Sieben Männer sitzen an diesem Morgen als Angeklagte im Saal N 001 des Essener Landgerichts, und sie sind wahrlich nicht alle Nobodies. Hans Reischl war mal Rewe-Chef, Friedrich Carl Janssen Gesellschafter beim Kölner Bankhaus Sal. Oppenheim, Leo Herl ist verheiratet mit der Quelle-Erbin Madeleine Schickedanz. Und doch richten sich die Kameras nur auf eine Person: Thomas Middelhoff. Der frühere Chef des Handelskonzerns Arcandor, der derzeit in Haft ist und als Freigänger in einer Werkstatt für behinderte Menschen in den Bodelschwinghschen Stiftungen Bethel arbeitet, steht wieder vor Gericht. Die nahezu ungeteilte Aufmerksamkeit der Medien gilt ihm, der wegen Anstiftung zur Untreue angeklagt ist.

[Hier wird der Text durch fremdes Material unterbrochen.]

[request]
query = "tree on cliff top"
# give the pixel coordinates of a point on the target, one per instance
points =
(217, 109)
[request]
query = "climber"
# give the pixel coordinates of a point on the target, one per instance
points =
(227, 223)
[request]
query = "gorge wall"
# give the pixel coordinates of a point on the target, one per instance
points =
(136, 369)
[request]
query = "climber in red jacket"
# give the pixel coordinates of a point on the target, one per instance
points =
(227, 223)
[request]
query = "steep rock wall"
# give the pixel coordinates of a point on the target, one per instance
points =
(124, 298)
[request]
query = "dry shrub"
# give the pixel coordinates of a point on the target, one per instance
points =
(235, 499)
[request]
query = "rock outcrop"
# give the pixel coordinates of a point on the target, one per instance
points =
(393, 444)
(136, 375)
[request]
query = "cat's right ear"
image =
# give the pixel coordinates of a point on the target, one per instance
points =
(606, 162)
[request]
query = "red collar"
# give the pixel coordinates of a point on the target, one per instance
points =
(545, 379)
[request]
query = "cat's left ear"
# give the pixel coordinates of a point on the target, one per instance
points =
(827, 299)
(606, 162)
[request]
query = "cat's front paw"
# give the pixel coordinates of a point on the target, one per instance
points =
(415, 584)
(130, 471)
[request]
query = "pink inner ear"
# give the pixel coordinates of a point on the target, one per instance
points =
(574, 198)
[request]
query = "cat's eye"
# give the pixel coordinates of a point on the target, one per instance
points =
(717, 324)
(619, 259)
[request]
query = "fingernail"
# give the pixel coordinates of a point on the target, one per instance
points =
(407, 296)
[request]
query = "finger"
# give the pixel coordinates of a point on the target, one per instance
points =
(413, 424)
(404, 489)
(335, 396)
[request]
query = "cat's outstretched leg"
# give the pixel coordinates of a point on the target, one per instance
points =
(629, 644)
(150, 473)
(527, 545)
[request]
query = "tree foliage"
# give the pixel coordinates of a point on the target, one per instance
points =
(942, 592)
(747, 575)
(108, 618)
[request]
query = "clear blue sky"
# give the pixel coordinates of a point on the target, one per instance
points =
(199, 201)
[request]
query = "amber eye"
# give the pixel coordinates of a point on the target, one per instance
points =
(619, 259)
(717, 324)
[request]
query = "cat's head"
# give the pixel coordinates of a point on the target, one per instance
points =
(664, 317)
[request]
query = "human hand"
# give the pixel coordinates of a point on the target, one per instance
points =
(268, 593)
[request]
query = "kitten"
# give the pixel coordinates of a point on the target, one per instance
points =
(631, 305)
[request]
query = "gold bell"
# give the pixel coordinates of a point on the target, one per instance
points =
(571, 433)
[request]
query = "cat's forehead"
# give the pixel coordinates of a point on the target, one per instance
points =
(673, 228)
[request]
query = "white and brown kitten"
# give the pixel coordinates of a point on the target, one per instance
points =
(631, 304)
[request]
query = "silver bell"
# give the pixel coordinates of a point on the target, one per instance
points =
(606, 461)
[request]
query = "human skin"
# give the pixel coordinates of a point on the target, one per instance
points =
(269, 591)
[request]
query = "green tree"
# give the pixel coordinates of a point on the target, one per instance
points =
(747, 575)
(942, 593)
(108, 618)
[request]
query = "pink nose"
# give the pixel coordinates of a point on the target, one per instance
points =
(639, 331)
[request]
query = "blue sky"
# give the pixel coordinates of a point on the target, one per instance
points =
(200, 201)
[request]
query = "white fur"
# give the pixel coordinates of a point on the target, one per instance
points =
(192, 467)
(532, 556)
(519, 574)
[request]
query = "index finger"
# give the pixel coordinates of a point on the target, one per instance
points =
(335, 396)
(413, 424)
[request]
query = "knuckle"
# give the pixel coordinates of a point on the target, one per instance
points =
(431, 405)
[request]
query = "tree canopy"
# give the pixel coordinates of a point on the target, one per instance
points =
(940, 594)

Bei den anderen sechs (neben Reischl, Janssen und Herl drei weitere frühere Aufsichtsräte von Arcandor) geht es um den Vorwurf der Untreue. Sie sollen Middelhoff und dessen damaligem Vorstandskollegen Peter Diesch (als Abfindung) 2008 Sonderzahlungen in einer Höhe bewilligt haben, auf die die Manager laut Anklage keinen Anspruch hatten. Dafür hätte der Essener Konzern beim Vorsteuergewinn und beim operativen Cashflow mehr liefern müssen. Davon war Arcandor weit entfernt. Im Juni 2009 musste der Handelskonzern Insolvenz anmelden. Die Staatsanwaltschaft beziffert den Schaden für den Konzern auf 3,8 Millionen Euro.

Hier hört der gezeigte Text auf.